= Forest genetic resources =

Genetic material of trees and shrubs

Forest genetic resources or forest tree genetic resources are genetic resources (i.e., genetic material of actual or future value) of forest shrub and tree species. Forest genetic resources are essential for forest-depending communities who rely for a substantial part of their livelihoods on timber and non-timber forest products (for example fruits, gums and resins) for food security, domestic use and income generation. These resources are also the basis for large-scale wood production in planted forests to satisfy the worldwide need for timber and paper. Genetic resources of several important timber, fruit and other non-timber tree species are conserved ex situ in genebanks or maintained in field collections. Nevertheless, in situ conservation in forests and on farms is in the case of most tree species the most important measure to protect their genetic resources.

==Understanding diversity==

A better understanding of the diversity of these species is crucial for their sustainable use and conservation. Monitoring patterns of distribution and genetic diversity of these species allows the prioritization of populations for in situ conservation, identification of populations and species most at risk and existing gaps in genebank collections. This is vital information which helps tackle global challenges such as food security and climate change.

==The State of the World's Forest Genetic Resources==
In 2014, the Food and Agriculture Organization of the United Nations published the first State of the World's Forest Genetic Resources . The publication addressed the conservation, management and sustainable use of forest tree and other woody plant genetic resources of actual and potential value for human well-being in the broad range of management systems.

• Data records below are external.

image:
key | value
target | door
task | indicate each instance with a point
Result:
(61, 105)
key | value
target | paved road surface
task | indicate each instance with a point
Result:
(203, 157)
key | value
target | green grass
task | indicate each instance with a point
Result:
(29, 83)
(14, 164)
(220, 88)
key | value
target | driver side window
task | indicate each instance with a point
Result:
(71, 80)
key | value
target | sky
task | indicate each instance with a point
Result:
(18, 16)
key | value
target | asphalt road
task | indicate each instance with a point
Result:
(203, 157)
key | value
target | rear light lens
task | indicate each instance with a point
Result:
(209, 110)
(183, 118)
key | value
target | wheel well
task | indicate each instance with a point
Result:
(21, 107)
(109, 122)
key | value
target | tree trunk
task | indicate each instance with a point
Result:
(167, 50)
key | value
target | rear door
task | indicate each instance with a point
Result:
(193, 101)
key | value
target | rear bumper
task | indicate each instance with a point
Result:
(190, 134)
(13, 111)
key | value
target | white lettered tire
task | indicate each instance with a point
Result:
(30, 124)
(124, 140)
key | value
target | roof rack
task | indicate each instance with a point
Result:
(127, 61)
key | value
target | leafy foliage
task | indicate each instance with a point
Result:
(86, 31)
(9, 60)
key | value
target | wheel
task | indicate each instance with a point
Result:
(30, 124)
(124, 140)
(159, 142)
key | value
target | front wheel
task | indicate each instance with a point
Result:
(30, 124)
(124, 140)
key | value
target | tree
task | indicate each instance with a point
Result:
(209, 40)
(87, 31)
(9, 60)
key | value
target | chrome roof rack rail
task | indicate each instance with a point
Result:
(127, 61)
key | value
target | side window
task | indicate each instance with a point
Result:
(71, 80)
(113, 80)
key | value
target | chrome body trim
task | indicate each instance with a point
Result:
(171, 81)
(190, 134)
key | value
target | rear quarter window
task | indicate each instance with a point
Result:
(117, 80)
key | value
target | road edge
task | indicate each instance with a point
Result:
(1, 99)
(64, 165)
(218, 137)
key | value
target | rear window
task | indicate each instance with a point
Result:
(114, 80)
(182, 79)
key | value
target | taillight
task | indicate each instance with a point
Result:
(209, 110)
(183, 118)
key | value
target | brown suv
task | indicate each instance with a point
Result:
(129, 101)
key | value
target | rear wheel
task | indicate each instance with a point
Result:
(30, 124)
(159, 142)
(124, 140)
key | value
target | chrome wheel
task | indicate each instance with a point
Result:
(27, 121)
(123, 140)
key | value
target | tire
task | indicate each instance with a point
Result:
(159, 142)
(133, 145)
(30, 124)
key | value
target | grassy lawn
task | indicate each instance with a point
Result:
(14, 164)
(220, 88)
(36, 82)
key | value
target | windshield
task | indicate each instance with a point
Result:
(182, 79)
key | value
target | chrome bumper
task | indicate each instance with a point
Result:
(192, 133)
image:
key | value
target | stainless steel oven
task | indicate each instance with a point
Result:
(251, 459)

It was prepared based on information provided by 86 countries, outcomes from regional and subregional consultations, and commissioned thematic studies . Amongst the ten key findings, half of the forest species reported as regularly utilized by countries are threatened by the conversion of forests to pastures and farmland, overexploitation, and the impacts of climate change.

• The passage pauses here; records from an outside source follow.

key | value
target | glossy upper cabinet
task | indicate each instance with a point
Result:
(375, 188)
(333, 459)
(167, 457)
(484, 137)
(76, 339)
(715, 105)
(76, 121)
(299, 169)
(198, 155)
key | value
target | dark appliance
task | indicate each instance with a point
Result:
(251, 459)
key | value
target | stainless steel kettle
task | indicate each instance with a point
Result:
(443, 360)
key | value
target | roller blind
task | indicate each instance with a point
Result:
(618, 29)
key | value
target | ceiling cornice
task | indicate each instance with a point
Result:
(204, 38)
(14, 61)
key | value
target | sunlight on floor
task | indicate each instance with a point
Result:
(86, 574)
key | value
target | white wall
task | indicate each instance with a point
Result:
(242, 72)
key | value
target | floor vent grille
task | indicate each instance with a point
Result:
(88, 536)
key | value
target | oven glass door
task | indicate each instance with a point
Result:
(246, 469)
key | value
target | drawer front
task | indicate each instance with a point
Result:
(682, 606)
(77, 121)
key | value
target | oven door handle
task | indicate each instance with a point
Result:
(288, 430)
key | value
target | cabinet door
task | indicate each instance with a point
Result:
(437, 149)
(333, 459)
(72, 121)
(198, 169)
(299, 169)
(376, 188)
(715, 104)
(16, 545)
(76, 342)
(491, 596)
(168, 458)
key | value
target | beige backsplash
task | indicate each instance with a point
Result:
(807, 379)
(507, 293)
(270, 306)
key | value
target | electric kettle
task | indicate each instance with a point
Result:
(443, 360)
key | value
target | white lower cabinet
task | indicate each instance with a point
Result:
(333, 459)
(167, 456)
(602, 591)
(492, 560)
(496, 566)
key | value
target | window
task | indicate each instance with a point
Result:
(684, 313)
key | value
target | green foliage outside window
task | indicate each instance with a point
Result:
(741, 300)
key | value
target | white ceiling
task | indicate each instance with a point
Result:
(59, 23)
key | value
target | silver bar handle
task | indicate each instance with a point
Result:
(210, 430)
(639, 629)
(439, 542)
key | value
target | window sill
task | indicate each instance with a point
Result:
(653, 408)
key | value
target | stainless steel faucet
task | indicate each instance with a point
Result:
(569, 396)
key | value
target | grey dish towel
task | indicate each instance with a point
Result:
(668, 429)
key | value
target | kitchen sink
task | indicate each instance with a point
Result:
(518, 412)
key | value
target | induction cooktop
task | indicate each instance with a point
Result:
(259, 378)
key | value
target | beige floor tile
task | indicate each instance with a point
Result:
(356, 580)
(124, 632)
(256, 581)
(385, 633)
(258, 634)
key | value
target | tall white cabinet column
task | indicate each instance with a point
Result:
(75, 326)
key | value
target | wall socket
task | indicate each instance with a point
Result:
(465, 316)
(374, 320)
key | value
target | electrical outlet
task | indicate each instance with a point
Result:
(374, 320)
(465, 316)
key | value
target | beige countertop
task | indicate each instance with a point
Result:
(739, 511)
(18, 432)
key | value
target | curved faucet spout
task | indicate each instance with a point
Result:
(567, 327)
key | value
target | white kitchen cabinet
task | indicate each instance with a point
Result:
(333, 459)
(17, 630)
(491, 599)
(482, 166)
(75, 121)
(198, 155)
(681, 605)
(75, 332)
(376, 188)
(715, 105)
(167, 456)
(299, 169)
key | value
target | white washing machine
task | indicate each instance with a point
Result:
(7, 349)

On the basis of the information and knowledge compiled by FAO for The State of World's Forest Genetic Resources, the Commission on Genetic Resources for Food and Agriculture developed the Global Plan of Action for the Conservation, Sustainable Use and Development of Forest Genetic Resources.

This Global Plan of Action identifies 27 strategic priorities grouped into 4 areas:

1. improving the availability of, and access to, information on forest genetic resources;
2. conservation of forest genetic resources (in situ and ex situ)
3. sustainable use, development and management of forest genetic resources
4. policies, institutions and capacity-building.

==Forest genetic resources and climate change==
Even though this is a field with many uncertainties, it is evident that during the next 50–100 years climate changes will have an effect on the distribution of forest tree species and the composition of forests. Diversity of forest genetic resources enables the potential for a species (or a population) to adapt to climatic changes and related future challenges such as temperature changes, drought, pests, diseases and forest fires. Though forest trees are known for showing great plasticity in their response to climate changes, not all species are naturally capable to adapt at the pace necessary. For that reason human interventions, such as transfer of forest reproductive material, may be needed. This is particular important for rare and scattered distributed species and species found on the edge of its distribution range.